India needs cities to meet the challenge of creating approximately 300 million new jobs in next 20 years for children who are already born. This is apart from the estimated 400 million people expected to migrate to cities in the same period. Recognising that urban centers are the country’s growth and employment generation powerhouse, the initiative has come at the right time. India till date ignored urbanization, taking cities for granted under the romantic idea of an ideal village. The biggest challenge would come from mindset change among the bureaucracy, which still centers on rural India.

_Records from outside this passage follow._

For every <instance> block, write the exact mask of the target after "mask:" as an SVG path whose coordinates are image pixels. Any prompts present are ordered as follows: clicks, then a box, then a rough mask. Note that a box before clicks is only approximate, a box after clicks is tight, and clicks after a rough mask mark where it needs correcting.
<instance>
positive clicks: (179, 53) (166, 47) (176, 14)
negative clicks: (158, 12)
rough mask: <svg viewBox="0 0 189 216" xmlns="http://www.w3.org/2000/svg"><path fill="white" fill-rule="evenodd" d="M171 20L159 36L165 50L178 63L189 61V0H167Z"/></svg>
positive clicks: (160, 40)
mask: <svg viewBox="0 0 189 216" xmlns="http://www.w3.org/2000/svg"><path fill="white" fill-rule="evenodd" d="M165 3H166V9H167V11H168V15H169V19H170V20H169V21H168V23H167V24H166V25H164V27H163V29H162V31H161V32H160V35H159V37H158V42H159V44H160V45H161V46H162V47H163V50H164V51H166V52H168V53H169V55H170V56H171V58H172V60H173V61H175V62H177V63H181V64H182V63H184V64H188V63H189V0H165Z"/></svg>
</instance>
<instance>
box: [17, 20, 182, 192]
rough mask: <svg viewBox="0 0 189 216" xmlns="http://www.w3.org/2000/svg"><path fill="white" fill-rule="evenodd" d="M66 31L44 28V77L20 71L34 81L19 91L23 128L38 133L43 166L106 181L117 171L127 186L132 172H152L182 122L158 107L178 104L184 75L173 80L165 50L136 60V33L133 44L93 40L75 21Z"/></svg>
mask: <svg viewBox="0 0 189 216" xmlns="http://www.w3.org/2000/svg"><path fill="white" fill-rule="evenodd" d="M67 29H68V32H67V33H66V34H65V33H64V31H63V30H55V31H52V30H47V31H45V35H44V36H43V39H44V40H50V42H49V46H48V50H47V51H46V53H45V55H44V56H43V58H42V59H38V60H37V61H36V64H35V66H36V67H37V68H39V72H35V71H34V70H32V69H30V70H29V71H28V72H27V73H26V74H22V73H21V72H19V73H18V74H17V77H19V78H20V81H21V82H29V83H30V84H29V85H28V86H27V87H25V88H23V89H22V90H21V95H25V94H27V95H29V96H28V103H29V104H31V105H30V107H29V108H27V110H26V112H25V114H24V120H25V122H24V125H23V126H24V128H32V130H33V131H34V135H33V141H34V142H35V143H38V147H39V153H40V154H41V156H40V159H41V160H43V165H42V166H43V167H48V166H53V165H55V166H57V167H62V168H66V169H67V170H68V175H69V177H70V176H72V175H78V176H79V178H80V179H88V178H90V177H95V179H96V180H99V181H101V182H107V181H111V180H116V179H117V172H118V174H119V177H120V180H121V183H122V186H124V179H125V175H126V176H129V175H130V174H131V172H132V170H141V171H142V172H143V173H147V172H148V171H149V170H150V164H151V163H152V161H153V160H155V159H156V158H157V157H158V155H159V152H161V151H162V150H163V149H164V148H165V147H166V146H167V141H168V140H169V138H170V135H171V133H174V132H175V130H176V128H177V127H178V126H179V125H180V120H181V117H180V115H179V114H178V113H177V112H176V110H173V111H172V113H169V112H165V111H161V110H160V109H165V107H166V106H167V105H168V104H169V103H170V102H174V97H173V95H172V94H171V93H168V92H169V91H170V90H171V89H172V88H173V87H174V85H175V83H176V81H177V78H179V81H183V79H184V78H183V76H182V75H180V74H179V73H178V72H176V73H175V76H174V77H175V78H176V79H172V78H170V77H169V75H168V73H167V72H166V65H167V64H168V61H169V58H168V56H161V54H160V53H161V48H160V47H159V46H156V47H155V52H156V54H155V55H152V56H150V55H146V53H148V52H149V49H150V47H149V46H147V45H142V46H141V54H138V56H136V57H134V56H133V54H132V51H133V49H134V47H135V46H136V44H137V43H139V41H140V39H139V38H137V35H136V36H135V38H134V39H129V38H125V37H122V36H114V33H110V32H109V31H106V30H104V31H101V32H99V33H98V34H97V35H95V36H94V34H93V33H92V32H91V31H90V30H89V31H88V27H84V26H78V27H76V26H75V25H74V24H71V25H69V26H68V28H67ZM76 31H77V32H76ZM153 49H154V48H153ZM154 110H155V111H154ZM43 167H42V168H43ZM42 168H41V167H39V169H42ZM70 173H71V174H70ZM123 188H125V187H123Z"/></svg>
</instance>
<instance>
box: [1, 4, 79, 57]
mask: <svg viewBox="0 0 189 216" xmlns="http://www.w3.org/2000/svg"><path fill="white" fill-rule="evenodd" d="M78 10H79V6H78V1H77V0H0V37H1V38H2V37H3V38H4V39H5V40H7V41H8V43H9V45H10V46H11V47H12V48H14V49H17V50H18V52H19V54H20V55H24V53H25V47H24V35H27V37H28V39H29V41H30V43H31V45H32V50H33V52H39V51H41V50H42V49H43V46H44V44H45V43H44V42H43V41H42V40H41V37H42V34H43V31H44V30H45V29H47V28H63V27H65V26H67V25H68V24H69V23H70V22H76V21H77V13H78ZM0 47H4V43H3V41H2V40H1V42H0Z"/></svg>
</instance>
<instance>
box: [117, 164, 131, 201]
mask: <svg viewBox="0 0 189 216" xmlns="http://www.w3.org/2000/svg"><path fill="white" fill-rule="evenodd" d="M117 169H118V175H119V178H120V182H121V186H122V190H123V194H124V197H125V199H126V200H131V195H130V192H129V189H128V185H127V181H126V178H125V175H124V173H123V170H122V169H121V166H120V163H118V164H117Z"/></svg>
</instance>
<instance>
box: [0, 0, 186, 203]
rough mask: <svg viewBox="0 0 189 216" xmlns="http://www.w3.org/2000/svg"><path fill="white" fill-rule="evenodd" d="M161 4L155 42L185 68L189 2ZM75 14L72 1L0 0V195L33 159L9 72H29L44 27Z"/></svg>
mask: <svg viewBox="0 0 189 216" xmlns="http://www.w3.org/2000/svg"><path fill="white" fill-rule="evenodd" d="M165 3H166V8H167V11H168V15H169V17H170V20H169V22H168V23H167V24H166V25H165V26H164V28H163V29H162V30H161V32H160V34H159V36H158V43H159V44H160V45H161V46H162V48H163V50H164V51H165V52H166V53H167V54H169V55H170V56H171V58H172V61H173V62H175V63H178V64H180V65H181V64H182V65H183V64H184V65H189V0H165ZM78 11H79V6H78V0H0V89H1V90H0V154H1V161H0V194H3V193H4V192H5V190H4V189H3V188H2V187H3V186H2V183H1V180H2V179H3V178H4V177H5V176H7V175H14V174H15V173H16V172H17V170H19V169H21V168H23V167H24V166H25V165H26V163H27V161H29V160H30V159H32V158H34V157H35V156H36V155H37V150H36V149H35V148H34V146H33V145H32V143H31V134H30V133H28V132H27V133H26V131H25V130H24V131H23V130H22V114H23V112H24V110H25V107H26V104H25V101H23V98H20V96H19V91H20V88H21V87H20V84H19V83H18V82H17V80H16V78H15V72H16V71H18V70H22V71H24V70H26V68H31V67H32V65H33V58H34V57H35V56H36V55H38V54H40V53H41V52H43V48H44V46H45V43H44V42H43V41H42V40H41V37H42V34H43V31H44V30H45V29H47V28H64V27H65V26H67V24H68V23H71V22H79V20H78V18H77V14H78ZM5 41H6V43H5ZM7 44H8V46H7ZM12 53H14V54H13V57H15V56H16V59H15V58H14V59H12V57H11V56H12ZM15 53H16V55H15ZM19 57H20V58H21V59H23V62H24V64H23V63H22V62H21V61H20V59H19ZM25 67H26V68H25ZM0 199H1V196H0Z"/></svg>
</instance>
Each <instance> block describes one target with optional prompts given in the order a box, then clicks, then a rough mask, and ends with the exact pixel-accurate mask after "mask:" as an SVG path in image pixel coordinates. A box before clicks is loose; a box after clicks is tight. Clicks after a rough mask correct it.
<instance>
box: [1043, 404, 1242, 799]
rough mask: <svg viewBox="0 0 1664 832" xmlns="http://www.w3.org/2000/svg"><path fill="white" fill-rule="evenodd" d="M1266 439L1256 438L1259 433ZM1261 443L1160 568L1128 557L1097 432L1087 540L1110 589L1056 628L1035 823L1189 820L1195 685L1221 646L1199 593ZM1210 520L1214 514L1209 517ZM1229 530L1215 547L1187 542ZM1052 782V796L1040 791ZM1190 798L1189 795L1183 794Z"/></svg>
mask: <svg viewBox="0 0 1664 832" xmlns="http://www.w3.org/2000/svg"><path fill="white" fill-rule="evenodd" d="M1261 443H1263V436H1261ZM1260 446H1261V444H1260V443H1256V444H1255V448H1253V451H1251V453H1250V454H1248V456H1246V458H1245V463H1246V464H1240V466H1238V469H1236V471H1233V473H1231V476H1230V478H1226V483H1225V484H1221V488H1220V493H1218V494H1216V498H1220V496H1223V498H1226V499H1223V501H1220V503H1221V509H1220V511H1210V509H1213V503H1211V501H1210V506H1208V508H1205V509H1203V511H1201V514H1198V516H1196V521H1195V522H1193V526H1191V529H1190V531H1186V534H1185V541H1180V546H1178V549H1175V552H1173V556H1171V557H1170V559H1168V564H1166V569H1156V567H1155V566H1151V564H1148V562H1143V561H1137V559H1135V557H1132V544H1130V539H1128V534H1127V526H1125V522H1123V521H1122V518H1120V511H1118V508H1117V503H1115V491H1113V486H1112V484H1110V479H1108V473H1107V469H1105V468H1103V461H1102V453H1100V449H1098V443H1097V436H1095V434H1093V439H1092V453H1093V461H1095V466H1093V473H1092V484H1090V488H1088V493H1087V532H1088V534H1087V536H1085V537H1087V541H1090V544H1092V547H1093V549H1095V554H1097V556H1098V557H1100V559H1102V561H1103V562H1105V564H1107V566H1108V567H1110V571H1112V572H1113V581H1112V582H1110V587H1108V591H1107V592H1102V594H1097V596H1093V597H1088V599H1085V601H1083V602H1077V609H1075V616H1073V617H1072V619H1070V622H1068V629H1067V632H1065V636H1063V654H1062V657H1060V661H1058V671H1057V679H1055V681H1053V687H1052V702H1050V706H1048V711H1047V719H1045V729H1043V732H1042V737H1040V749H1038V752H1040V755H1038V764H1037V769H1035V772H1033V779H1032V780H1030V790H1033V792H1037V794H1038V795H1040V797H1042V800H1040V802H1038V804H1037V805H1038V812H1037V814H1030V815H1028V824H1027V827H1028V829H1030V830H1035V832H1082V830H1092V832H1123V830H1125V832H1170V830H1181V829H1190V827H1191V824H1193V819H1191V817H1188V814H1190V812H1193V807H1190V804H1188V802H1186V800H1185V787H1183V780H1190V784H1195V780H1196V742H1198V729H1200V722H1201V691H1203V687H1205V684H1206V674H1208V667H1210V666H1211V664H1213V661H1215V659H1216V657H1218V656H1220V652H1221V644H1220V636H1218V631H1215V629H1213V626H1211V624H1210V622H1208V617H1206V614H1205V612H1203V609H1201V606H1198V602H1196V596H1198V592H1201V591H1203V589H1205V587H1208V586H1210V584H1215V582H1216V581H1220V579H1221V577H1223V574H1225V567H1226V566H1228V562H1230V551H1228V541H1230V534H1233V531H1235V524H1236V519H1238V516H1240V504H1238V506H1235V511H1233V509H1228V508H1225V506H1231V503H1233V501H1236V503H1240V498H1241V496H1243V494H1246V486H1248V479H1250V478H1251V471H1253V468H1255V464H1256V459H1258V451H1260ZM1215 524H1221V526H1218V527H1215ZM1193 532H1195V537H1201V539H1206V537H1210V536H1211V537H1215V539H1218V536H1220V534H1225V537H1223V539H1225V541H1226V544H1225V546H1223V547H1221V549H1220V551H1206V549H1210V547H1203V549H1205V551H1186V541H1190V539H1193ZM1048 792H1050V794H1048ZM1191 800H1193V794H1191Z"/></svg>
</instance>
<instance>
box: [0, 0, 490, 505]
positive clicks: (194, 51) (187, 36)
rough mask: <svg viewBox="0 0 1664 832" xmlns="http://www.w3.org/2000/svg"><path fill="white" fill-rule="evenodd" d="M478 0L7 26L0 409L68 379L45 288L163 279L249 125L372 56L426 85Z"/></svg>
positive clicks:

—Ajit Gulabchand, CMD, Hindustan Construction Company Ltd
To support India’s growing population and provide housing to all, cities and towns need to be sustainable and livable. In this aspect, integrated solutions to create an all-pervasive ‘smartness’ in the fields of transport and mobility, water management, building management and energy efficiency will play a critical role in shaping the Government’s vision.
—Anil Chaudhry, Country President & Managing Director of Schneider Electric India
The goal of building more than 20 million homes for the urban poor will help bridge the demand-supply gap in affordable housing. But the Government should urgently address land acquisition and approval issues, create a single-window clearance system and curb the plethora of taxes on real estate development so that tight deadlines can be adhered to. If these barriers are eliminated, public and private developers could join hands in making the Government’s urban development mission a ground reality.
—David Walker, Managing Director of SARE Homes
While it is necessary to embed the cities with sensors, gadgets and internet that can enable flow of data and information, it is important to give some thought to how these cities can be best designed. To achieve this, we need to invite planners, designers and engineers to the table early on, so all construction parameters can be digitally visualized and manipulated before we go about with the actual construction.
—Sunil MK, Head – AEC/ENI, Autodesk, India & SAARC
Smart cities are a result of intelligently addressing and integrating four core pillars for sustainable urban transformation: Integrated and multimodal mobility, Reliable power, Secure and smart buildings, and Clean environment. We can make better use of existing infrastructure, increase efficiency, reduce operation costs, improve safety and resiliency, as well as reduce environmental burdens. Technology holds the answer to many urban challenges.
—Sunil Mathur, MD & CEO, Siemens Ltd
We applaud the PM’s observation that the private sector has the vision to foresee areas of future growth in urban areas and put up homes there much before the civic agencies can provide infrastructure and that both efforts must smartly be synchronised to see successful urbanization.
—Getamber Anand, President, Confederation of Real Estate Developers’ Association of India – National (CREDAI)
“Urbanization in India has been a victim of systemic inefficiencies and policy paralysis. This has been the biggest weakness of even our largest cities, just as they are the greatest strengths of major global cities. For the initiative to be a success, there should be better cohesion between the various agencies responsible for urban development and planning. Every urban plan will need to have a long-term view only then will economic growth happen.”—Neha Hiranandani, Director, House of Hiranandani.